Choose your label wisely: water-soluble fluorophores often interact with lipid bilayers

Abstract

Water-soluble organic fluorophores are widely used as labels in biological systems. However, in many cases these fluorophores can interact strongly with lipid bilayers, influencing the interaction of the target with the bilayer and/or leading to misleading fluorescent signals. Here, we quantify the interaction of 32 common water-soluble dyes with model lipid bilayers to serve as an additional criterion when selecting a dye label.

Figure 1. Example raw fluorescence spectra of three dyes.

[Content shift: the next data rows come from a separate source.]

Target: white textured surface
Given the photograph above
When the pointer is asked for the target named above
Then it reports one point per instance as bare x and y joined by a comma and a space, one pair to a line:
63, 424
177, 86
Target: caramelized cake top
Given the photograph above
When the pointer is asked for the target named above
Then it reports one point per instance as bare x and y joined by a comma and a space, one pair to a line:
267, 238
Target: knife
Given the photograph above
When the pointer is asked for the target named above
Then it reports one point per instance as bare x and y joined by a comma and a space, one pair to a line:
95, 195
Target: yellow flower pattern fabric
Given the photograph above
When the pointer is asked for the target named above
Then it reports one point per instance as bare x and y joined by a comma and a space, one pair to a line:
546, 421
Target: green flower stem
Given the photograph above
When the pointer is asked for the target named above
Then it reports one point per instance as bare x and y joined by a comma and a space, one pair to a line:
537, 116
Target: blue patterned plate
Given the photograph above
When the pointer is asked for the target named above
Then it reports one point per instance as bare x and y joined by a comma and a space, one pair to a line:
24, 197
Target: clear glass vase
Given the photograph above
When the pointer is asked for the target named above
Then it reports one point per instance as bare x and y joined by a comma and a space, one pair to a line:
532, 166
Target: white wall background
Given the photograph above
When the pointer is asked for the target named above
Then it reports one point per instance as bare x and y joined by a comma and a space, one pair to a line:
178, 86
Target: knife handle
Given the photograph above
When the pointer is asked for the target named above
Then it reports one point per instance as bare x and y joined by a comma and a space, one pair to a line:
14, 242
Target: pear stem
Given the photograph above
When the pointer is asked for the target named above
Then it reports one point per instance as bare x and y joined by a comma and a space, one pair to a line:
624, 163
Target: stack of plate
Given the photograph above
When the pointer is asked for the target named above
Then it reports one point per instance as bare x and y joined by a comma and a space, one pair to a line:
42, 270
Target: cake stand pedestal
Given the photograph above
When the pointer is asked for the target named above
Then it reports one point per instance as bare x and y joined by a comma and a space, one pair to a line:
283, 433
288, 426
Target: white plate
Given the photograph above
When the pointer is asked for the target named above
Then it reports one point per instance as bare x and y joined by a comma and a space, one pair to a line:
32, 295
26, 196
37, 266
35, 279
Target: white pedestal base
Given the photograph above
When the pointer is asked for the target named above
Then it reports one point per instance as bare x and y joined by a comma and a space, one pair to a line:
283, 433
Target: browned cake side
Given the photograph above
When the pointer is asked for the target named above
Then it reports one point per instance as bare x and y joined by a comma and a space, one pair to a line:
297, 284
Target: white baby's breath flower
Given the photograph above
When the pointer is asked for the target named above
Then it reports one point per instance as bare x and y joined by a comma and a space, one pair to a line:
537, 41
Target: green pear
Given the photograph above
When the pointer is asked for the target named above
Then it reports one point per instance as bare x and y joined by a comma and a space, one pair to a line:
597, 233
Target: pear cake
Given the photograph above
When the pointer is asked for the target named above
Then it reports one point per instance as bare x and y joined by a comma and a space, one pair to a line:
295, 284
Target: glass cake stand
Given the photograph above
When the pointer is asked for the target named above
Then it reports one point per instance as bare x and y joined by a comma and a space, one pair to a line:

The dyes are representative of low (Alexa 647-SE), moderate (Alexa 594-M), and high (Atto 647N-M) MIF values. Fl_{in_raw} is the raw fluorescence spectrum of the vesicle solution inside the dialysis cassette, collected and prepared as described above. Fl_{out_raw} is the raw fluorescence spectrum of the solution outside the dialysis cassette. MIF values are the corrected MIF values averaged across three separate measurements, as reported in Table 1. Emission fluorescence is in arbitrary units.

Figure 2. Bar graph of membrane interaction factors (MIF, Table 1 ), sorted by excitation maximum.

Dyes below the bottom dashed line (MIF<0.1) exhibit little to no association with Egg PC lipid bilayers, while dyes above the second dashed line (MIF>1) strongly associate with membranes. Note that the y-axis changes substantially at MIF>1.1. Each data point represents the average of three independent measurements, ± propagated error of the standard deviation.

Figure 3. Correlation of MIF values with calculated log D.

Calculated log D values are given in Table 1. (A) The MIF value shows moderate correlation with calculated log D values, based on the unhydrolyzed dye structures. (B) Zoom-in on dyes with MIF values below 1. Dyes with a MIF below the bottom dashed line (MIF<0.1) show little association with membranes, and dyes above the top dashed line (MIF>1) show appreciable interaction with lipid bilayers. MIF values shown here are the MIF_corr values given in Table 1.

Figure 4. MIF_{corr_neg} values for a subset of dyes interacting with negatively charged 9∶1 Egg PC:DOPS vesicles.

For comparison, the corrected MIF values of the dyes with pure Egg PC (MIF_corr, solid bars) are shown to the left of the MIF values with DOPS (MIF_{corr_neg,} hashed bars). The MIF values in both lipid compositions, calculated as described in Equation 3, are displayed above each bar, and are given in Table 2. Dyes below the bottom dashed line (MIF<0.1) exhibit little to no association with Egg PC lipid bilayers, while dyes above the second dashed line (MIF>1) strongly associate with membranes. Note that the y-axis changes substantially at MIF>1.1. Each data point represents the average of three independent measurements, ± propagated error of the standard deviation. The difference between MIF_{corr_neg} and MIF_corr for all dyes shown is statistically significant at the p<0.05 level, as determined by a two-sample Kolmogrov-Smirnov test.

Figure 5. Observation of fluorophores interacting with lipid bilayers by fluorescence microscopy.

After incubating a dye solution with a supported lipid bilayer and rinsing, any remaining fluorescence was imaged. The Alexa 647-M and Abberior STAR 635P azide images are set to the same contrast, while the Alexa 633-M sample was appreciably brighter.